Rosie Wilby's first book Is Monogamy Dead? is out today and to celebrate, she discusses the possibility that monogamy might be a thing of the past.
Nobody knows what it means
For research for my comedy show and book I conducted a survey asking 'what counts as cheating?' The results revealed that there's no 'one size fits all' monogamy. For some people, emotional forms of infidelity such as 'staying up all night talking to someone' or 'falling in love with someone with no sexual contact' were more important than simply 'having sex with someone' or 'kissing'.
We are all polyamorous
If emotional forms of connection such as deep friendship count as 'relationships' then effectively none of us are being completely exclusive even if we are sexually faithful. There's a grey area here that we don't fully acknowledge.
We live longer
The word originally came from the Greek 'monos famous' and meant 'one marriage for life'. However, we now live so much longer that this is a much bigger ask
We live in an 'upgrade culture'
We've become accustomed to getting new gadgets and iPhones every couple of years so have a mindset geared towards upgrading and novelty. We want the new latest products right now. This impatience spills over into our romantic lives.
We want to be happy
Nowadays, we tend to marry for love and because we think we've met 'the one'. Whereas a couple of generations ago, people married for very practical and pragmatic reasons such as financial security.
Our feelings change
Anthropologist Helen Fisher has written about the different stages of romantic love and has scientifically proven that the effects of the chemical high we experience during the heady, early stages of lust wear off pretty quickly.

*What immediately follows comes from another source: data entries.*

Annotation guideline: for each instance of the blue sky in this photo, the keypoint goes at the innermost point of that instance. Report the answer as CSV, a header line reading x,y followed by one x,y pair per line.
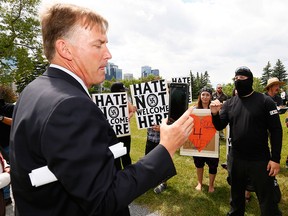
x,y
177,36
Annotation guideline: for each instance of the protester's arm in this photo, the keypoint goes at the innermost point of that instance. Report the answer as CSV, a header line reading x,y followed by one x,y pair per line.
x,y
275,129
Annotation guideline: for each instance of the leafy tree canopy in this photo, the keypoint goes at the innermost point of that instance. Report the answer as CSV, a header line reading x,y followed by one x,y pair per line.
x,y
20,42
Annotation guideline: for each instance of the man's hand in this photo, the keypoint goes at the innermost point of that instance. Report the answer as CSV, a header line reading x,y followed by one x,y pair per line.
x,y
173,136
273,168
215,106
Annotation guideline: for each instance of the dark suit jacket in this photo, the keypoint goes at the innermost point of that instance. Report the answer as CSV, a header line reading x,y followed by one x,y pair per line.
x,y
55,123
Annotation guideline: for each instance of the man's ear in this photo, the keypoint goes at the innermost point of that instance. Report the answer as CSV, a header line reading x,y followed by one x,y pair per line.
x,y
63,47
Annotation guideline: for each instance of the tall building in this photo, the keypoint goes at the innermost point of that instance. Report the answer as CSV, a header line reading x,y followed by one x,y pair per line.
x,y
111,71
155,72
128,76
146,71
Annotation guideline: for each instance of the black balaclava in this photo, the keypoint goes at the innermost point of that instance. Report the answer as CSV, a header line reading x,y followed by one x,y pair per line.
x,y
244,87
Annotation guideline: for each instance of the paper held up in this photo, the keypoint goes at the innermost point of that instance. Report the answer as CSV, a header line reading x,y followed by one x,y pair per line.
x,y
43,175
118,150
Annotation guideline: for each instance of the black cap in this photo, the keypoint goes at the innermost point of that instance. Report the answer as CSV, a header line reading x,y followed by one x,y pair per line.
x,y
244,71
118,87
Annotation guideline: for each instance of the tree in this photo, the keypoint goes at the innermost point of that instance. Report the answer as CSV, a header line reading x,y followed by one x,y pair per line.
x,y
21,58
279,71
267,71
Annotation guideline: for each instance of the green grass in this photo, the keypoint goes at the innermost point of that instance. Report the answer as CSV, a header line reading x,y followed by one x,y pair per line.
x,y
181,198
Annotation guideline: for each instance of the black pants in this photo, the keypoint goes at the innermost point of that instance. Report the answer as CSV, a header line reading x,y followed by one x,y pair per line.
x,y
150,146
256,171
2,203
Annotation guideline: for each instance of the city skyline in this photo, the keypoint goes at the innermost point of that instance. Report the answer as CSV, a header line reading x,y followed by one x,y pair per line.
x,y
177,36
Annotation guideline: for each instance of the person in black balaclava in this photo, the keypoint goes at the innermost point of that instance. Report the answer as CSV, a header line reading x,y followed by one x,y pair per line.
x,y
243,81
252,116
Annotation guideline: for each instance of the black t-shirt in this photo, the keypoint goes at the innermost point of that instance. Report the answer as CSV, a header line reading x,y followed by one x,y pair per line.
x,y
251,119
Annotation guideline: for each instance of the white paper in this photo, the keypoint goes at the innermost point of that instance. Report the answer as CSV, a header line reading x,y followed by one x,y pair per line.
x,y
43,175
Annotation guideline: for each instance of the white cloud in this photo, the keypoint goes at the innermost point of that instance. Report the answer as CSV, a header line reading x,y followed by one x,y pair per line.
x,y
200,35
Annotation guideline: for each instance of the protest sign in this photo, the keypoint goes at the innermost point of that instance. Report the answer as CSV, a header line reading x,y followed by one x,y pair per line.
x,y
204,139
115,108
151,100
184,80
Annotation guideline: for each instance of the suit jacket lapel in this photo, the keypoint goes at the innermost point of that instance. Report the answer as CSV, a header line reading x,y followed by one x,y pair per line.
x,y
57,73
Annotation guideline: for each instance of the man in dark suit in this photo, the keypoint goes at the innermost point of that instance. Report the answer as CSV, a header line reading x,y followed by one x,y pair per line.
x,y
55,123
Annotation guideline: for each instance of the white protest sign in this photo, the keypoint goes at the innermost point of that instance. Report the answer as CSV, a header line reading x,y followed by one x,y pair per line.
x,y
184,80
115,108
151,100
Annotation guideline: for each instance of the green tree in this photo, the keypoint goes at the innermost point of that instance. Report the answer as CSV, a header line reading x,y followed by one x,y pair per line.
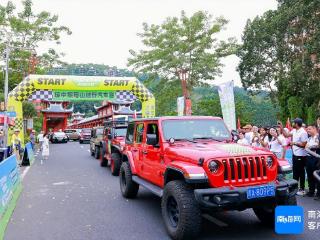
x,y
185,43
280,52
28,110
24,31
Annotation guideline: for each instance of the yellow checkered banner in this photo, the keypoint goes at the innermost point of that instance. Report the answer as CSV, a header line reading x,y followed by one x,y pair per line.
x,y
33,83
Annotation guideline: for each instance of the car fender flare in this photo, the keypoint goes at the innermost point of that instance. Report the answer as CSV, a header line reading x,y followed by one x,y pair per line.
x,y
129,157
192,173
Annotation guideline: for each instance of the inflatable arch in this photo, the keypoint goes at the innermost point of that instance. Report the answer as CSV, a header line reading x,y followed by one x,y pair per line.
x,y
59,85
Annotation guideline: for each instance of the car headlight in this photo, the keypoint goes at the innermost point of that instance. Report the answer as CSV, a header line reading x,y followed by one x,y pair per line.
x,y
285,169
213,166
269,162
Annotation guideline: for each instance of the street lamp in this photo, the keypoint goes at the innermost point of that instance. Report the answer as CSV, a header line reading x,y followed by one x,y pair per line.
x,y
184,76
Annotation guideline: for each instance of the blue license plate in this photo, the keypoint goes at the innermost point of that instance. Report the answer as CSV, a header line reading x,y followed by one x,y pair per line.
x,y
261,191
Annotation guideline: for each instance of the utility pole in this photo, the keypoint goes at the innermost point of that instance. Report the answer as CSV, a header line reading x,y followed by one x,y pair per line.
x,y
6,77
184,76
6,83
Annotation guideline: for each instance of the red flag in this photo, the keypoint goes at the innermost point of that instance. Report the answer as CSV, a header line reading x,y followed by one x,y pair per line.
x,y
288,124
238,124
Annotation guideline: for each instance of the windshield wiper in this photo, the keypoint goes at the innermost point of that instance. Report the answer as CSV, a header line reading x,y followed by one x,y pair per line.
x,y
211,138
185,139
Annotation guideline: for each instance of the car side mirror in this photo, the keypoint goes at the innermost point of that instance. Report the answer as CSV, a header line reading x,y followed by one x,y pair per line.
x,y
109,136
152,140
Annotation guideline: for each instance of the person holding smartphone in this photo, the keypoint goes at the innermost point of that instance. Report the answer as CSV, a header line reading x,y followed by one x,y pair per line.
x,y
299,156
277,144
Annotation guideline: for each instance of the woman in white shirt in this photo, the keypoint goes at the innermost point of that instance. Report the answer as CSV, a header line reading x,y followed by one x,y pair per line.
x,y
264,137
277,144
45,148
242,139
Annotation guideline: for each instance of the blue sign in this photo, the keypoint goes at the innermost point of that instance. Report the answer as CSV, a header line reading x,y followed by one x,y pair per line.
x,y
289,220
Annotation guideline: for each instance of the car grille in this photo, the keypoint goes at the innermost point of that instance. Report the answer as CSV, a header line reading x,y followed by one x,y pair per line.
x,y
244,169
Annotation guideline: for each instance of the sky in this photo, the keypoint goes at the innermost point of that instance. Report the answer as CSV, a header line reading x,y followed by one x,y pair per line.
x,y
105,30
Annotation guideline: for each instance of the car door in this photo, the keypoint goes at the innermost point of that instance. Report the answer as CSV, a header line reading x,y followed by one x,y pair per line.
x,y
137,147
92,144
152,156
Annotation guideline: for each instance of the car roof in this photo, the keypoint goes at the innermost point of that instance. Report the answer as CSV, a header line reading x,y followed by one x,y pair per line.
x,y
176,118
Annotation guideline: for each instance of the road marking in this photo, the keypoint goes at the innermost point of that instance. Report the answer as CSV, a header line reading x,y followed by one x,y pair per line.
x,y
24,172
215,220
61,183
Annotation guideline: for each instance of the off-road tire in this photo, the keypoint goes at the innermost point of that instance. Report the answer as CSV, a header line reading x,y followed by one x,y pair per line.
x,y
129,188
115,164
188,225
103,160
96,152
266,214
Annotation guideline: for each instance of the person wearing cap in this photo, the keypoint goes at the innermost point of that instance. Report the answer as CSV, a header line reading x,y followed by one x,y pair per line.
x,y
248,133
16,144
299,156
40,139
33,138
313,150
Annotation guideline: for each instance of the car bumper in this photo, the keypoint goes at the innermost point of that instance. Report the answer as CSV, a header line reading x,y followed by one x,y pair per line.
x,y
236,198
60,140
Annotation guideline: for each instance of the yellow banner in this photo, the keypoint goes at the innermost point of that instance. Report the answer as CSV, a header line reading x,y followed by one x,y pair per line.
x,y
81,82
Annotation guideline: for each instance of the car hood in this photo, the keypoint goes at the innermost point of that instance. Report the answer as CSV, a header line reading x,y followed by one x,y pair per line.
x,y
208,150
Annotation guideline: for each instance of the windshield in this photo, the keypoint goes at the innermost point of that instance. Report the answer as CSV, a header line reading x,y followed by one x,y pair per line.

Popular culture presents a highly, idealised and unrealistic version of love. Our real relationships can never live up to this. So we become restless and stray, in our minds if not physically. But some of my survey respondents would say that still counts as cheating.
See number 7
We were never any good at sexual exclusivity anyway
Although the word comes from the Greek, prostitution was rife in Ancient Greece.
We are human and, therefore, complex.
The binary idea of simply being monogamous or not doesn't account for the vast spectrum of feelings and connections we actually experience.